В задумчивости я бродил по «национальным» площадкам этого чужого мне базара — по «вьетнамской», «китайской», «корейской» и прочим, и вспоминал, вспоминал… И вдруг в эти мои воспоминания ворвалась тюркская речь. Сначала я подумал, что она появилась как часть этих воспоминаний, озвучив мою память, потом решил, что я уже забрел на азербайджанскую площадку, хотя выговор и интонации услышанных мною фраз были явно не кавказскими. Все эти мысли мгновенно пронеслись в моем мозгу, и я, наконец, посмотрел в ту сторону, где шел этот громкий, рассчитанный на непонимание окружающих, разговор, и увидел трех человек во вполне европейском одеянии, но со знакомыми мне бухарскими тюбетейками на иссиня черноволосых макушках. Свой взгляд, брошенный на эту троицу, я постарался сделать предельно безразличным, чтобы мое знание языка не обнаружилось, да и было это знание очень фрагментарным — слишком многое забылось или отправилось в дальние закрома памяти. К тому же торговые планы, о которых они вели речь, меня совершенно не интересовали. Меня поразило другое — знаковый характер этой встречи, происшедшей тогда, когда я и памятью своей, и душой был далеко отсюда во времени и пространстве — на одном из туркестанских базаров военного времени. И воспринял эту встречу как Зов, как Призыв, как Указание свыше. А может быть, мне просто захотелось попытаться сейчас, более чем через пять десятков лет, узнать, где же все-таки запропастился тот туго набитый кожаный мешок, откуда когда-то на моих глазах вынырнуло колье с бриллиантами (теперь я был уверен, что увиденная мною «цепь» с тремя светящимися в полутьме камнями представляла собой именно колье с бриллиантами), и что стало с моей подругой, с которой я вроде бы должен был разделить это несметное богатство.
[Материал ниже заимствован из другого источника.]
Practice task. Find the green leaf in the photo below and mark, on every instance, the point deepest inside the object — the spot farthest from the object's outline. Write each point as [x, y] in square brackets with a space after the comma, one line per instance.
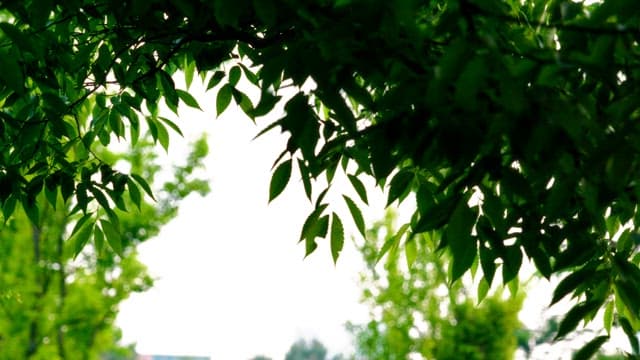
[143, 183]
[31, 209]
[244, 102]
[512, 262]
[306, 179]
[280, 179]
[462, 244]
[9, 206]
[98, 239]
[234, 75]
[163, 135]
[399, 185]
[590, 348]
[483, 289]
[134, 193]
[11, 73]
[487, 263]
[113, 237]
[171, 124]
[188, 99]
[80, 237]
[608, 316]
[631, 334]
[169, 90]
[356, 214]
[337, 237]
[411, 251]
[391, 242]
[310, 228]
[359, 187]
[223, 99]
[215, 79]
[571, 282]
[577, 313]
[266, 11]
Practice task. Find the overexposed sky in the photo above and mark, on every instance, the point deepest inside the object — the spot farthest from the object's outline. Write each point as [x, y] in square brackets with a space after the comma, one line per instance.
[232, 282]
[231, 279]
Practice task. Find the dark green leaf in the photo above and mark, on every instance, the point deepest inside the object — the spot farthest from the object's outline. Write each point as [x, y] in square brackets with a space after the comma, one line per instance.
[577, 313]
[458, 236]
[234, 75]
[11, 73]
[571, 283]
[80, 237]
[134, 193]
[266, 11]
[215, 79]
[223, 99]
[359, 187]
[280, 179]
[188, 99]
[356, 214]
[337, 237]
[112, 235]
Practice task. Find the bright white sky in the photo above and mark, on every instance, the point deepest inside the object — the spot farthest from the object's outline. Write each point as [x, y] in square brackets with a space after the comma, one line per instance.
[232, 282]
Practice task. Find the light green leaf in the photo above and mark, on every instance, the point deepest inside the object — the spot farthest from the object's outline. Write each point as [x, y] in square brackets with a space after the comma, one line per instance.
[171, 124]
[589, 349]
[80, 238]
[356, 214]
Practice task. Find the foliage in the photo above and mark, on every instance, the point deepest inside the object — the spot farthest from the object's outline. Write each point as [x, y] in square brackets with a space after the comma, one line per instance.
[417, 313]
[514, 123]
[59, 305]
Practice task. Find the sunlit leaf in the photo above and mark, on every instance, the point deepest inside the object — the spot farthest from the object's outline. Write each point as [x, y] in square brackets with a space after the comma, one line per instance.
[589, 349]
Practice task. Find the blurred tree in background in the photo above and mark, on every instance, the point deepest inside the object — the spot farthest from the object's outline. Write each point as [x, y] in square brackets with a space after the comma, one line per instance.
[529, 107]
[307, 350]
[418, 313]
[60, 297]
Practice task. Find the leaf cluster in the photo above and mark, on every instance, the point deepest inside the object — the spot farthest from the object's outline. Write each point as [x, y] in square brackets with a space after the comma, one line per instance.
[513, 123]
Будь это двадцать или хотя бы десять лет назад, я бы, оказавшись в такой ситуации, позвонил бы кому следует в Москву, в наш центральный институт, или даже какому-нибудь приятелю в наше «всесоюзное» министерство, и через день-два мое начальство получило бы телеграмму, обязывающую их направить меня в командировку в Ташкент, где был такой же как в Энске, филиал института, либо в Фергану, где тогда шло строительство «объекта», откуда было рукой подать до «моих» мест, но тогда я за ними не скучал. Теперь же Москва оказалась за рубежом, и вместе с новыми государствами самостоятельность обрели и всякого рода «филиалы» и стройки. На дорогу же за свой счет даже в один конец у меня сейчас просто не хватило бы денег. Обдумывая печальные и казавшиеся мне вполне окончательными итоги своего пребывания среди живых, я вдруг вспомнил, что один из проектных институтов нашего Энска каким-то чудом сохранил под своей опекой запроектированный им химический завод в Туркестане и теперь потихоньку «доил» эту вялотекущую стройку, осуществляя на ней авторский надзор. Знал же я об этом потому, что мой приятель отстоявший свое место во впятеро уменьшившемся в своей численности коллективе этой конторы, с год назад звонил мне и спрашивал, нет ли у меня под рукой молодого инженера, желавшего бы поехать для начала на годик постоянным представителем на этот далекий объект. Я обещал «прощупать» и не «прощупал», а он больше не позвонил, из чего я сделал вывод, что он обошелся без моей помощи. Вспомнив все это, я решил теперь сам позвонить ему, положившись на волю Случая и рассудив так: если все, что произошло на барахолке, было Знаком, то мой звонок будет результативным, если нет, то на нем все и кончится. При этом сам я на второй вариант возможного результата этого звонка поставил бы девяносто девять против одного.